Пока за ним ходили, Ляпунов вкратце рассказал Аленину, при каких обстоятельствах Паук попал в Рязань, что злодей в наказание был высечен и просидел два месяца в яме, и затем, ввиду необходимости в борзописцах, ему временно и условно была возвращена свобода, причем Паук занимался под строгим надзором перепиской грамот, на что он был великим мастером. Не желая оставлять Паука одного в Рязани из боязни, как бы он не сбежал, воевода, собравшись в поход в Москву, прихватил и его с собой, и Паук по мере надобности был походным писарем. Содержался он по-прежнему под надзором. Но хотя воевода и вез Паука, чтобы выдать его Матвею Парменычу, однако ввиду стараний горбуна и добропорядочности его поведения он решил переговорить с Матвеем Парменычем о том, чтобы не подвергать его дальнейшим наказаниям и по очищении Москвы отпустить на свободу. Но исправившийся Паук недавно снова затеял лихое дело: он пытался бежать и произвел насилие над стражей. За это воевода велел сковать его по ногам и посулил ему придумать при свидании с Матвеем Парменычем достойный способ наказания за все его провинности, вместе взятые. Поэтому в ближайшем будущем участь ждала Паука несладкая.
Стража ввела Паука в шатер и по знаку воеводы удалилась. Вид у него был страшнее прежнего: он исхудал в неволе, лишенный возможности, как бывало раньше, пьянствовать и есть до отвала. Благодаря худобе безобразный горб резче выделялся, а на обрюзгшем, прежде одутловатом лице кожа приобрела изжелта-бурый, землистый цвет и стала теперь морщинистой и висела складками.
При виде Аленина Паук блеснул глазами и замер, потупив их: присутствие Аленина не предвещало ничего хорошего. Паук вспомнил о покушении на него в декабре 1610 года и сообразил, что его позвали, очевидно, с малоприятной для него целью.
Тревожный взгляд его в сторону Аленина не укрылся от воеводы, которому тот только что рассказал о декабрьском покушении.
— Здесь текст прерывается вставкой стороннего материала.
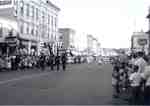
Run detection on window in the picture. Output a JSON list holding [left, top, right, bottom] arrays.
[[55, 18, 57, 28], [51, 16, 53, 28], [32, 6, 34, 18], [27, 24, 29, 34], [31, 28, 34, 36], [36, 30, 38, 36], [20, 1, 24, 16], [20, 23, 24, 34], [26, 4, 30, 17], [0, 0, 12, 5]]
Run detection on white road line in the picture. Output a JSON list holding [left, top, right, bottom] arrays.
[[0, 72, 50, 85]]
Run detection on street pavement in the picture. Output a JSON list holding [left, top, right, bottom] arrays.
[[0, 63, 128, 105]]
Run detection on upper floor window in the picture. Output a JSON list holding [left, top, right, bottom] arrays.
[[36, 8, 39, 20], [20, 1, 24, 16], [26, 4, 30, 17], [31, 6, 34, 18], [20, 23, 24, 34], [0, 0, 12, 5]]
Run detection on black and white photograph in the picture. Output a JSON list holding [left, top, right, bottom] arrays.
[[0, 0, 150, 106]]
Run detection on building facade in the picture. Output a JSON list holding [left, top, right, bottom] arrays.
[[131, 32, 150, 54], [87, 35, 101, 56], [0, 0, 60, 53], [59, 28, 76, 51]]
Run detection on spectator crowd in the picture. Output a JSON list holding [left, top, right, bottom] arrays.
[[112, 52, 150, 105], [0, 53, 67, 71]]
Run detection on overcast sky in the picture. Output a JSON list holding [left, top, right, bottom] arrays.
[[53, 0, 150, 48]]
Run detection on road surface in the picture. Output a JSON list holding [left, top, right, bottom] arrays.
[[0, 64, 127, 105]]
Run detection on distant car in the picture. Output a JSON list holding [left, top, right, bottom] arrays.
[[67, 56, 74, 64], [98, 59, 103, 65], [102, 56, 110, 64]]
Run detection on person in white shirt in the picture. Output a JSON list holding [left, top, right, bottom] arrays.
[[129, 65, 142, 105], [134, 52, 147, 73], [141, 66, 150, 105]]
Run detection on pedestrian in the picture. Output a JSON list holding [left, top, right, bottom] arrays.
[[112, 63, 120, 98], [61, 53, 67, 71], [49, 54, 54, 71], [142, 66, 150, 105], [134, 52, 147, 73], [129, 65, 142, 105], [55, 54, 60, 71], [40, 53, 45, 71]]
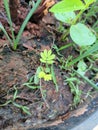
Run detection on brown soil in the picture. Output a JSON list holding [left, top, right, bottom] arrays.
[[0, 1, 96, 130]]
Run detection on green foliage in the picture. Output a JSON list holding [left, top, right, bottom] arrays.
[[54, 12, 76, 24], [77, 60, 87, 75], [40, 50, 55, 64], [50, 0, 85, 13], [70, 23, 96, 46], [0, 0, 41, 50]]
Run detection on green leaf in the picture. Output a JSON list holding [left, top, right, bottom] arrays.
[[84, 0, 96, 5], [70, 23, 96, 46], [47, 50, 52, 57], [77, 60, 87, 75], [50, 0, 85, 13], [34, 66, 41, 84], [54, 12, 76, 24]]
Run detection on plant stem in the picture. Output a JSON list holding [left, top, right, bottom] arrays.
[[40, 79, 50, 108], [61, 9, 86, 40]]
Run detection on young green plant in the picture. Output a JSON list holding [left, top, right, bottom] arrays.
[[23, 49, 58, 108]]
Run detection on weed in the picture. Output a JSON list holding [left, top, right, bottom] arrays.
[[0, 0, 41, 50], [23, 50, 58, 108]]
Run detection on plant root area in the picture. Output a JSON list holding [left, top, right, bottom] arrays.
[[0, 1, 98, 130]]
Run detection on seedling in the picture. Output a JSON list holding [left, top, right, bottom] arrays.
[[50, 0, 96, 44], [0, 0, 41, 50], [23, 49, 58, 108]]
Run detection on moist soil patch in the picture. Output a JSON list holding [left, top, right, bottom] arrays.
[[0, 1, 98, 130]]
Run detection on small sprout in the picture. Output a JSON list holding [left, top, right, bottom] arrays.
[[38, 71, 45, 78], [38, 71, 52, 81], [44, 74, 52, 81], [40, 49, 55, 64]]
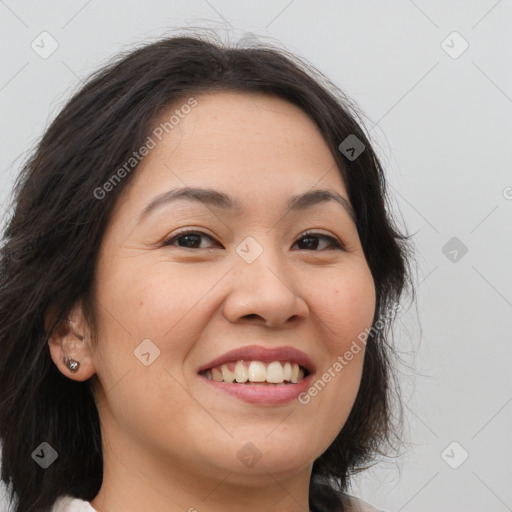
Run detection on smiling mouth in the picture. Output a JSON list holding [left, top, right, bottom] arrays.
[[199, 359, 309, 386]]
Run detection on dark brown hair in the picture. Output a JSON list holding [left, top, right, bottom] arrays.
[[0, 35, 410, 512]]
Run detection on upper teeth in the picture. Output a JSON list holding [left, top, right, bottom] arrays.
[[205, 361, 304, 384]]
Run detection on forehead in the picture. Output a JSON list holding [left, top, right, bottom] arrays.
[[114, 91, 346, 217]]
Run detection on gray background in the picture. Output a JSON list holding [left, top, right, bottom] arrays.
[[0, 0, 512, 512]]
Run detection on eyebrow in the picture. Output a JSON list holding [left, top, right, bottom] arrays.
[[137, 187, 356, 222]]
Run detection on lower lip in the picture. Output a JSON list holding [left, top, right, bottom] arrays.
[[200, 374, 313, 405]]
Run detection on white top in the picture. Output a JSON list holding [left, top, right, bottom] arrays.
[[52, 496, 379, 512], [52, 496, 97, 512]]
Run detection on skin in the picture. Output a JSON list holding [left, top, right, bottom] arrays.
[[49, 92, 375, 512]]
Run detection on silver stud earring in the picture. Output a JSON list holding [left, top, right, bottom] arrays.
[[64, 357, 80, 372]]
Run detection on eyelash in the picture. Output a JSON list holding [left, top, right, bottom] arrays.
[[162, 230, 345, 252]]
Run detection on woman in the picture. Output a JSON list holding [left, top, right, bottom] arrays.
[[0, 36, 409, 512]]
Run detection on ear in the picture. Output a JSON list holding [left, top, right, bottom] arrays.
[[45, 304, 96, 381]]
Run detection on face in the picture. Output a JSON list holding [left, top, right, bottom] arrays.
[[62, 92, 375, 490]]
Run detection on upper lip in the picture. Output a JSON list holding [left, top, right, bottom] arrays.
[[197, 345, 315, 373]]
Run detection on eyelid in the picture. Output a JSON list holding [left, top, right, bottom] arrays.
[[162, 228, 346, 252]]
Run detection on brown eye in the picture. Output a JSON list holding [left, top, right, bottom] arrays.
[[295, 233, 343, 251], [162, 231, 218, 249]]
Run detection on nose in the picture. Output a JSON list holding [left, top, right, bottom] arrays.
[[223, 244, 309, 327]]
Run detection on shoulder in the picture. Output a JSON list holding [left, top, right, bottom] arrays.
[[52, 496, 96, 512], [343, 494, 384, 512]]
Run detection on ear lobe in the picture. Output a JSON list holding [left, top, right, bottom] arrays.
[[45, 300, 95, 381]]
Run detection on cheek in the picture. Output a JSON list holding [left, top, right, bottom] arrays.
[[312, 265, 375, 352]]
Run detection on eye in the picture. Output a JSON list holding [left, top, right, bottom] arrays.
[[162, 230, 344, 251], [162, 231, 219, 249], [294, 232, 344, 250]]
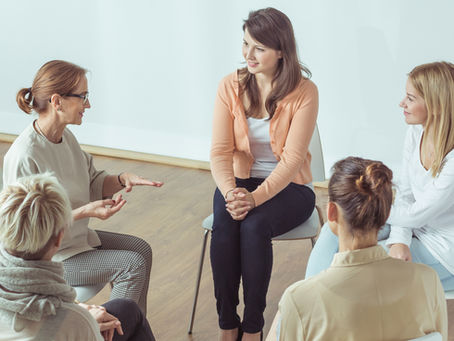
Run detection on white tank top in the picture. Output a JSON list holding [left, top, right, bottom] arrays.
[[247, 117, 278, 178]]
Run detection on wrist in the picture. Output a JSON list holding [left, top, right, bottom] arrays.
[[117, 172, 126, 187]]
— Что, признал знакомца? — ухмыльнулся Ляпунов. — Да уж, приятель, готовься давать ответ. Взыщем мы с тебя нынче разом за всю твою вину и проделки.
Он помолчал. Паук тяжело дышал.
— А вина твоя тяжкая, — продолжал Ляпунов. — Вспоминать не стану, сам ты лучше знаешь. Человечек ты вредный, подлый, хуже зверя. Живешь ты на земле ради одного зла. Так чтобы землю от липшего зверя избавить, одно наказание годится для тебя: казни предать.
Паук повалился в ноги воеводе и взвыл, целуя его сапоги и судорожно хватаясь за них.
— Оставь, — брезгливо поморщился Ляпунов, оттолкнув его ногой, — встань и слушай. Ты вот на жизнь сего молодца замышлял, а он тебя от смерти спасти хочет.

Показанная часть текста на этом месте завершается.